Auch »unpolitische« Jüdinnen waren in Cottbus inhaftiert. Die 1907 in Berlin geborene Elsbeth Bober wurde im September 1937 vom Amtsgericht Berlin wegen Beleidigung zu 9 Monaten Gefängnis verurteilt. In der Urteilsbegründung hieß es: »Die Angeklagte ist Jüdin. Ihre Ehe mit dem deutschblütigen Arbeiter B. ist geschieden. … Sie selbst und … vier Kinder werden seit Jahren aus öffentlichen Mitteln unterstützt.« Bei einem Kontrollbesuch durch eine Fürsorgerin habe diese der Angeklagten Vorhaltungen wegen des angeblich unordentlichen und unsauberen Zustands der Wohnung gemacht. Daraufhin habe Bober die Beamtin aus der Wohnung gedrängt, … und »ihr mehrere Schläge mit der Hand auf den Unterarm« versetzt.
Auch »unpolitische« Jüdinnen wurden in Cottbus inhaftiert.
Einige Wochen später trafen sich die beiden Frauen auf der Straße. »Bei der Begegnung rief die Angeklagte der Fürsorgerin laut zu: ›Die müsste man doch!‹ Dabei machte sie eine Schlagbewegung. ... Bei der Strafzumessung wurde berücksichtigt, dass die Angeklagte als Jüdin sich nicht entblödet hat, gegen eine pflichttreue deutsche Beamtin gröbliche Ausschreitungen zu begehen.« Bober verbüßte ihre Strafe im Cottbuser Frauengefängnis. Anschließend wurde sie an die Polizei übergeben. Ihr weiterer Leidensweg ist - abgesehen von seinem Ende - nicht bekannt: Sie starb 1943 in Auschwitz.
Die 1902 in Cottbus geborene jüdische Schneiderin Gertrud Levy war mit den drei jüdischen Schwestern Berta, Marta und Lina Teichler befreundet, die 1938 nach Polen abgeschoben worden. Gertrud Levy hatte wohl versucht, ihnen Kleidung und Geld nachzuschicken, was im Januar 1939 zu ihrer Verhaftung unter dem Vorwurf eines »Devisenvergehen« führte – sie kam in das Frauengefängnis in Untersuchungshaft. Bereits vorher litt sie unter Rückenproblemen und einer Herzkrankheit. Levys Anwalt beantragte vergeblich eine Untersuchung seiner Mandantin auf Haftfähigkeit. Am 25. März 1939, wenige Tage nach dem Bescheid über die Eröffnung des Hauptverfahrens, erhängte sich Gertrud Levy.
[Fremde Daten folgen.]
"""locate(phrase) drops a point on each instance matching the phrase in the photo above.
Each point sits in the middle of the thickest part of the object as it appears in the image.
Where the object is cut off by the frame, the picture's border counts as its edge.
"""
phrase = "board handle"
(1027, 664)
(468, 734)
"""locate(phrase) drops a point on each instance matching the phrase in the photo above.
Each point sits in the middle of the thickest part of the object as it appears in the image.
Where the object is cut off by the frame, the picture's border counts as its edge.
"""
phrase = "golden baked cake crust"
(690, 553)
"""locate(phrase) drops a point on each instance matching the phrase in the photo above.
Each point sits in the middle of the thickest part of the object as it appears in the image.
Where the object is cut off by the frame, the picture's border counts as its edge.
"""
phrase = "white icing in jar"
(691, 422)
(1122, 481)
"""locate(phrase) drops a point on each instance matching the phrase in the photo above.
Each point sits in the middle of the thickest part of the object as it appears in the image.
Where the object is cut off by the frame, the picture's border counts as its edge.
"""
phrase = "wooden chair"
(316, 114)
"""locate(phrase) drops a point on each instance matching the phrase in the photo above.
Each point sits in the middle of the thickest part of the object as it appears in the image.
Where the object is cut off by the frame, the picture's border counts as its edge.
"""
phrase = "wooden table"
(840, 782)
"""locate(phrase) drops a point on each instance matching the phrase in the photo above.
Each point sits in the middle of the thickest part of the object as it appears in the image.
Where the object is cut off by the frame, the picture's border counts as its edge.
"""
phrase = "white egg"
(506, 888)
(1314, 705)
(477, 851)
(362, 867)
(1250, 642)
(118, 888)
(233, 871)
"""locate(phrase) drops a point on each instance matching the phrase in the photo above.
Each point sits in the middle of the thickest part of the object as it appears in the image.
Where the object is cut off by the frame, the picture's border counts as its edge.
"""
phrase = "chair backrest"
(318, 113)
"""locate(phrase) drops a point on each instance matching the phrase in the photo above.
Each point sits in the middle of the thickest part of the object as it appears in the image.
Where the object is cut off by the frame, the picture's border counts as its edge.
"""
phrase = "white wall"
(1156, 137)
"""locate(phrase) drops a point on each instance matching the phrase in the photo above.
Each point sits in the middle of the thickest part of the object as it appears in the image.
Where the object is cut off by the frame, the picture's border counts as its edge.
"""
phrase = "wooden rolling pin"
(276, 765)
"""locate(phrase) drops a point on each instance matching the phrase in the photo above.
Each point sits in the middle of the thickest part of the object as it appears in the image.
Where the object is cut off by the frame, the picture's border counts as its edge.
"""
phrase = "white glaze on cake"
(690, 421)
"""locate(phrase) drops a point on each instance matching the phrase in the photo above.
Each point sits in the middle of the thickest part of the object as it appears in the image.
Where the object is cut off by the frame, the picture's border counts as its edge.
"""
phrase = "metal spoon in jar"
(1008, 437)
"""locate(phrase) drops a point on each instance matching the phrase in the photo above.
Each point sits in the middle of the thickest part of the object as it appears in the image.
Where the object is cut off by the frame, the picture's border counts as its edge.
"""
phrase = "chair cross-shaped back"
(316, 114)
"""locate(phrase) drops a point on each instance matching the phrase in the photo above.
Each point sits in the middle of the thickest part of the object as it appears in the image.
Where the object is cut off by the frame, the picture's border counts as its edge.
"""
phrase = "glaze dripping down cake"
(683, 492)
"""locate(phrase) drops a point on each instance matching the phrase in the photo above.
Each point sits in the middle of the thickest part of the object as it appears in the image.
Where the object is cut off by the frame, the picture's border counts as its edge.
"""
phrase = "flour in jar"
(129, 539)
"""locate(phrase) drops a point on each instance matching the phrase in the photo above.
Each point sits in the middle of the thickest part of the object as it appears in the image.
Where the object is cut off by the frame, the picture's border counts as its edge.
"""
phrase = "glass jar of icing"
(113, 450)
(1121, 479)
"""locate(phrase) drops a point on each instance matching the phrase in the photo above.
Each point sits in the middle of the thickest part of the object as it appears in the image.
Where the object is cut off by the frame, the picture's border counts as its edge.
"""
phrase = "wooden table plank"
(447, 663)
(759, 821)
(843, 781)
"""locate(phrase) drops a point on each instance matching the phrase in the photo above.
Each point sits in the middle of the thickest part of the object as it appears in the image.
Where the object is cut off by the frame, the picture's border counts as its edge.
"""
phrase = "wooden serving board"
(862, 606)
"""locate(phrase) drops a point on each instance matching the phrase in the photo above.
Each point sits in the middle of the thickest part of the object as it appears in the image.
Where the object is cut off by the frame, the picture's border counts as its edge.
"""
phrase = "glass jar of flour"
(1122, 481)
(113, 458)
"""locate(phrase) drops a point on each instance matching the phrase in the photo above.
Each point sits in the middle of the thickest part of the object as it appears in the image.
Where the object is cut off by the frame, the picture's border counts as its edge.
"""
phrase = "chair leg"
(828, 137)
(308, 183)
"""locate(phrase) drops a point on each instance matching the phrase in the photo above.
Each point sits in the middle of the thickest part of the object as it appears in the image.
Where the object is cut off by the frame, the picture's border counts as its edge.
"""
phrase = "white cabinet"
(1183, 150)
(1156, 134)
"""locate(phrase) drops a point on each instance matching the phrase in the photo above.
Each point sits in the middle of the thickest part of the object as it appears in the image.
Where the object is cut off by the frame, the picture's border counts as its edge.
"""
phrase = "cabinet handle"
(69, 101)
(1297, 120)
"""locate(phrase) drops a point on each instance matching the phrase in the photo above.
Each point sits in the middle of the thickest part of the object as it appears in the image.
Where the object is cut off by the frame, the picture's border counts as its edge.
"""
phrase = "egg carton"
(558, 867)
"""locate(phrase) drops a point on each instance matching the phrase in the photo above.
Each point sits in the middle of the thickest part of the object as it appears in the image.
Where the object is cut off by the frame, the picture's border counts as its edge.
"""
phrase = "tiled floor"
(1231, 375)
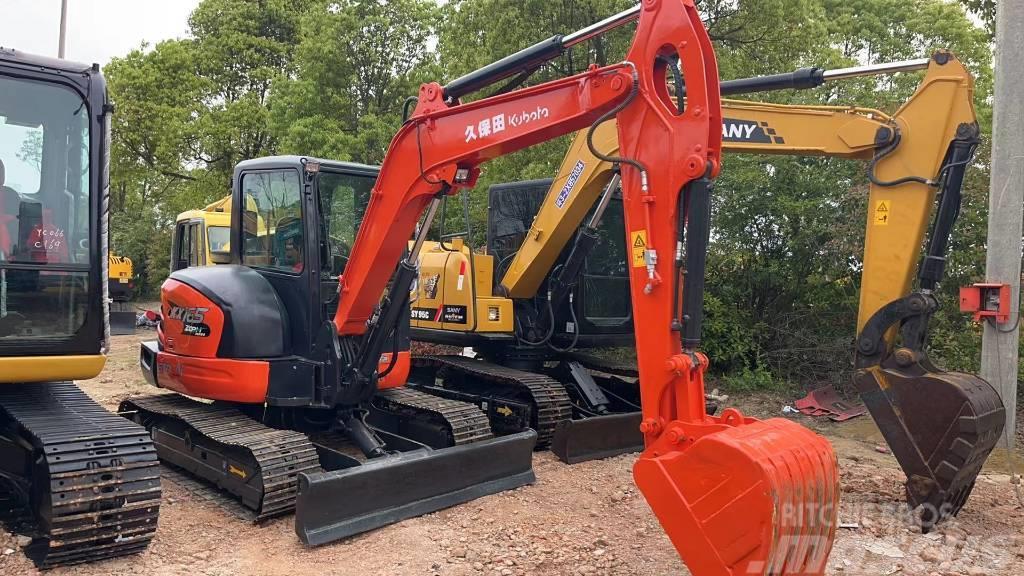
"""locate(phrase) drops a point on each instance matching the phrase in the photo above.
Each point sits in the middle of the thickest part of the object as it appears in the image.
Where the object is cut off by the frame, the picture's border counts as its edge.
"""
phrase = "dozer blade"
(337, 504)
(747, 497)
(941, 426)
(597, 437)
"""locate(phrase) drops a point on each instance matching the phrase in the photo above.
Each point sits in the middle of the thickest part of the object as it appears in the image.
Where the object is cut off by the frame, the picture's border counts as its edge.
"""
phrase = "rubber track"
(548, 396)
(467, 422)
(278, 455)
(103, 475)
(599, 364)
(207, 491)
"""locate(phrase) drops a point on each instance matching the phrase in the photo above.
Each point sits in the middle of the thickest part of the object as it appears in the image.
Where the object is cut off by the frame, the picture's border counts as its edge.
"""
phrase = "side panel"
(50, 368)
(192, 325)
(231, 380)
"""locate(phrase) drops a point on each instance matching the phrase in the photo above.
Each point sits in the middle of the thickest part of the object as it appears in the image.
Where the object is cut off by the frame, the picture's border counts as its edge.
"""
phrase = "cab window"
(271, 222)
(343, 200)
(45, 222)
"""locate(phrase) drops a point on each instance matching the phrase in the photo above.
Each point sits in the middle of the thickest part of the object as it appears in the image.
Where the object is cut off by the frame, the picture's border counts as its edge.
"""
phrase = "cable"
(394, 354)
(576, 329)
(404, 108)
(892, 148)
(608, 116)
(547, 337)
(419, 150)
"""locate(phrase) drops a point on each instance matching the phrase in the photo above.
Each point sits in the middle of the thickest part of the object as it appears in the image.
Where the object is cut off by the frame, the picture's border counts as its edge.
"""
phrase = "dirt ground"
(586, 519)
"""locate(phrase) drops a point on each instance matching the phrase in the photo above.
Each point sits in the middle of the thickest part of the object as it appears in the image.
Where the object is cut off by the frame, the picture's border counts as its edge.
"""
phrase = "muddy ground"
(586, 519)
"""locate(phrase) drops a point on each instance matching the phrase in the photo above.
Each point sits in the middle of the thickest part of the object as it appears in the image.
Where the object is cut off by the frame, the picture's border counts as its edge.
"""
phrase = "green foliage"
(356, 63)
(752, 379)
(330, 78)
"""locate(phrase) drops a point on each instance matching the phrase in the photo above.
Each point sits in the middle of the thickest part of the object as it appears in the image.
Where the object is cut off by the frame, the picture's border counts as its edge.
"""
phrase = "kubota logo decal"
(563, 195)
(192, 318)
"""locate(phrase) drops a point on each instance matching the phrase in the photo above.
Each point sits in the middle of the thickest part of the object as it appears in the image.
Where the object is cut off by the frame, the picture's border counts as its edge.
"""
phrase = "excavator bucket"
(743, 496)
(941, 426)
(336, 504)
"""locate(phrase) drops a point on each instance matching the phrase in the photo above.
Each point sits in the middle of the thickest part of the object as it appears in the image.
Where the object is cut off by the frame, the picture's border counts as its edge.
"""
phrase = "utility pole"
(1006, 202)
(64, 28)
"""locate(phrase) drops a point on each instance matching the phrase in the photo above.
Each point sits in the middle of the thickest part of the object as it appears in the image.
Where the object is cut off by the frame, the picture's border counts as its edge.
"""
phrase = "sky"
(97, 30)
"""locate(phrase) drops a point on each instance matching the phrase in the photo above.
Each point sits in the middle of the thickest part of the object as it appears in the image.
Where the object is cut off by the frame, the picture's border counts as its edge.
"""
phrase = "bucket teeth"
(941, 427)
(763, 496)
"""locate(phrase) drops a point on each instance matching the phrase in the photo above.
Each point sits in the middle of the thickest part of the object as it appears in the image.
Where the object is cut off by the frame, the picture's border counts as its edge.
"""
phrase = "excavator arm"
(724, 516)
(940, 425)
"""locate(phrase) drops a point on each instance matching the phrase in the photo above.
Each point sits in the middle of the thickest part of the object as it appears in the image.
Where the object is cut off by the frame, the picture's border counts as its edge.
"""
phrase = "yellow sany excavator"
(532, 300)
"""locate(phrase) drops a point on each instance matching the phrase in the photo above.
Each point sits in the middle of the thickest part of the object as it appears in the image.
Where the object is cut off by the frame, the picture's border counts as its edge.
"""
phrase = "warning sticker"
(882, 208)
(638, 243)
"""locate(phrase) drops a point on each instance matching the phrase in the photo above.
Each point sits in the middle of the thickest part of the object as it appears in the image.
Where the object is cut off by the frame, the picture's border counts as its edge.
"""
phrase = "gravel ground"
(587, 519)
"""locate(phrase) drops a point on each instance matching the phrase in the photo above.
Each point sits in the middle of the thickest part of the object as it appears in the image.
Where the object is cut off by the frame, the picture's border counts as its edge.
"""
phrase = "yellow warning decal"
(882, 209)
(638, 243)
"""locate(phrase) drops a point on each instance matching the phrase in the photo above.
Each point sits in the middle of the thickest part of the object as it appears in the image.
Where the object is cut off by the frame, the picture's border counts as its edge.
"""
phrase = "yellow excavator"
(532, 301)
(86, 480)
(203, 237)
(121, 287)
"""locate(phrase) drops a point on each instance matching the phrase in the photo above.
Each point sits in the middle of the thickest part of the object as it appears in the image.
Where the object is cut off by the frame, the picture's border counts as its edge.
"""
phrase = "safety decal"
(563, 195)
(882, 209)
(638, 244)
(430, 286)
(453, 314)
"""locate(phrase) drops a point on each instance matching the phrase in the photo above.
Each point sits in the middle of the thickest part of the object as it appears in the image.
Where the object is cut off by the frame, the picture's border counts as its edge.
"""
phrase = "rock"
(931, 553)
(884, 549)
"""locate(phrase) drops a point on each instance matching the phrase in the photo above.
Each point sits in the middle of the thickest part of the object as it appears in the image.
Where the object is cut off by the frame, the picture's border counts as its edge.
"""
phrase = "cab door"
(188, 245)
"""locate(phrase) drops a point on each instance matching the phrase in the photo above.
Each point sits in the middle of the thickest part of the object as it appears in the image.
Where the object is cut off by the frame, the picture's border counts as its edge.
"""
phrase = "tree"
(355, 65)
(186, 112)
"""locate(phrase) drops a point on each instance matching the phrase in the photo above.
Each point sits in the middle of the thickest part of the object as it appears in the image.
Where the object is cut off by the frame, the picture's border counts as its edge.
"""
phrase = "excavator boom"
(940, 425)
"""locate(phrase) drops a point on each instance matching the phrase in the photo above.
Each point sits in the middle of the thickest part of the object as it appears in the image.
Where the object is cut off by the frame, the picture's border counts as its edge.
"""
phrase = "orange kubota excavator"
(735, 495)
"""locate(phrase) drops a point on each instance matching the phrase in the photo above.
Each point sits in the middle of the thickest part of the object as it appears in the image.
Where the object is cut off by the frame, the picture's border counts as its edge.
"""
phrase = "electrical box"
(986, 300)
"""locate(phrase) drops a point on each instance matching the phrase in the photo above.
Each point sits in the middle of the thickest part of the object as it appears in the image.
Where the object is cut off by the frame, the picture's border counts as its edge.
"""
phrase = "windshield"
(272, 220)
(44, 209)
(219, 239)
(343, 200)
HERBERT-BAUM-GRUPPE Ein tragisches Schicksal erlitt auch die 1922 in Berlin geborene Edith Fraenkel. Ab 1940 musste sie als Jüdin Zwangsarbeit bei Siemens-Schuckert in Berlin-Spandau leisten. Dort lernte sie Herbert Baum und seine Frau Marianne kennen und freundete sich mit ihnen an. In deren Wohnung traf sie viele Menschen, die sich gegen den Nationalsozialismus stellten. Sie selbst wurde aber als eher unpolitisch beschrieben. Am 8. Juli 1942 wurde Edith Fraenkel verhaftet. Man warf ihr die angebliche Mitgliedschaft in der Widerstandsgruppe um Herbert Baum vor. Mitglieder dieses Kreises hatten versucht, einen Brandanschlag auf eine antisowjetische Ausstellung zu verüben.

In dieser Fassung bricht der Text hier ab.